# What keeps a gas giant from falling in on itself?

There is not enough gravity at the center to start nuclear fusion, but it seems that there would be plenty enough to collapse the planet.

-
I am not a physicist and I am just guessing, but couldn't rotation of the star be the reason? –  Sebastian Langer Jul 17 '13 at 22:09
I'm inclined to agree... I do know that gas giants tend to spin very quickly. –  aserwin Jul 17 '13 at 22:13
Pulsar's answer makes more sense than what I said. If it was spinning without heat flux, it would still collapse, I guess? –  Sebastian Langer Jul 17 '13 at 22:31
–  Alfred Centauri Jul 18 '13 at 0:00
Maybe it is falling on itself, it's just not free falling! –  Ali Jul 18 '13 at 8:15
show 1 more comment

Jupiter's gravity is balanced by the thermal pressure of its atmosphere: Jupiter is in hydrostatic equilibrium (or quasi-equilibrium: it slowly loses heat in the form of radiation).

-

Pulsar's answer is indeed correct, but let me expand a bit more.

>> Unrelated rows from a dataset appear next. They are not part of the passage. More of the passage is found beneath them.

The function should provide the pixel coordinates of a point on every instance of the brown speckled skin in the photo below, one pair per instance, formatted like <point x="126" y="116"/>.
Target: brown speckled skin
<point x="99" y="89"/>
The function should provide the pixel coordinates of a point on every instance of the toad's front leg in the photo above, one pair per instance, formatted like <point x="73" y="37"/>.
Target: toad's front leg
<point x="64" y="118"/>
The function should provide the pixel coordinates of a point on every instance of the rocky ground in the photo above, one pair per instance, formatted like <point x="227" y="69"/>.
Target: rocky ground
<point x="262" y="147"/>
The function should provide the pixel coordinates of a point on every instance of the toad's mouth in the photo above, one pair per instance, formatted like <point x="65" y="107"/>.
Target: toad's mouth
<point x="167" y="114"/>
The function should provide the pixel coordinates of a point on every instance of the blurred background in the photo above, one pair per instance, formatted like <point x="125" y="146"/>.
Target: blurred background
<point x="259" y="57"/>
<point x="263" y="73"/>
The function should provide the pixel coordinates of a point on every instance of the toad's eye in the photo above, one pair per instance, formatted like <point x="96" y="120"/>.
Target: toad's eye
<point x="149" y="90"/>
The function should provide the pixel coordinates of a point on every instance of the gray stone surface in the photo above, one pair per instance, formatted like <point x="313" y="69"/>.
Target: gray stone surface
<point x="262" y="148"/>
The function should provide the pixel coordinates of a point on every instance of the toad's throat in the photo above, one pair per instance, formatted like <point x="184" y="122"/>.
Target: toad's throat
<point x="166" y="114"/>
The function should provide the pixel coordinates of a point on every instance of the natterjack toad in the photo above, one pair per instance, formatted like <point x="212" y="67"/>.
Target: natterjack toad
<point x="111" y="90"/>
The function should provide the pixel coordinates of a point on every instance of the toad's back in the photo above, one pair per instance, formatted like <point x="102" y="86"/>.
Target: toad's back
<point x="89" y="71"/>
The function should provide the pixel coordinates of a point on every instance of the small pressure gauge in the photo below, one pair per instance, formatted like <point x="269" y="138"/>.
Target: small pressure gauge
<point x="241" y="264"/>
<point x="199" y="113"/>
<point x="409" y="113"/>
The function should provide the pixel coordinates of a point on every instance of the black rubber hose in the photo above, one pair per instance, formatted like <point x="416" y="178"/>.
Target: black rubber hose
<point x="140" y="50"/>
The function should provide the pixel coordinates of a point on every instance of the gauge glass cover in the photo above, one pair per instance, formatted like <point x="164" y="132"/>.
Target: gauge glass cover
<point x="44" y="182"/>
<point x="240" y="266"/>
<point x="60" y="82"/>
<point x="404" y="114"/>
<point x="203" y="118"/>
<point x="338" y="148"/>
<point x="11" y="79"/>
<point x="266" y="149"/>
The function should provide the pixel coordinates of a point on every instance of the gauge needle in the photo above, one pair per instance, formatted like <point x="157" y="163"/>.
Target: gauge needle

## What happens when a gas giant shrinks?

A uniform mass will have a self gravitational potential of $-\frac{3GM^2}{5R}$. If we decrease its radius, its potential will decrease as well and the difference will be turned into thermal energy. Although gas giants and stars are not uniform mass balls, their gravitational binding energy is still proportional to $\frac{GM^2}{R}$, Thus if the radius decreases it will release energy, which will raise the temperature in return.

## What happens when the temperature increases?

Assuming the gas in those planets obey the ideal gas law $$PV=nRT$$ (where $R$ is not the radius but the molar gas constant $R=8.314\,\text{J K}^{−1}\text{mol}^{-1}$), it's obvious that when $T$ increases and $V$ decreases (due to the shrink in the previous section) $P$ must increase. Note that most real gases behave qualitatively like an ideal gas, so this is not a crazy assumption.

## So what is the big picture?

The planet shrinks a little bit, the potential difference turns into thermal energy and its temperature rises. The rise in temperature will cause the pressure to rise and prevent the planet from shrinking further (holding the planet in hydrostatic equilibrium). However, the planet also loses energy due to EM radiation as well, so it will continuously shrink and radiate. The process is called Kelvin–Helmholtz mechanism.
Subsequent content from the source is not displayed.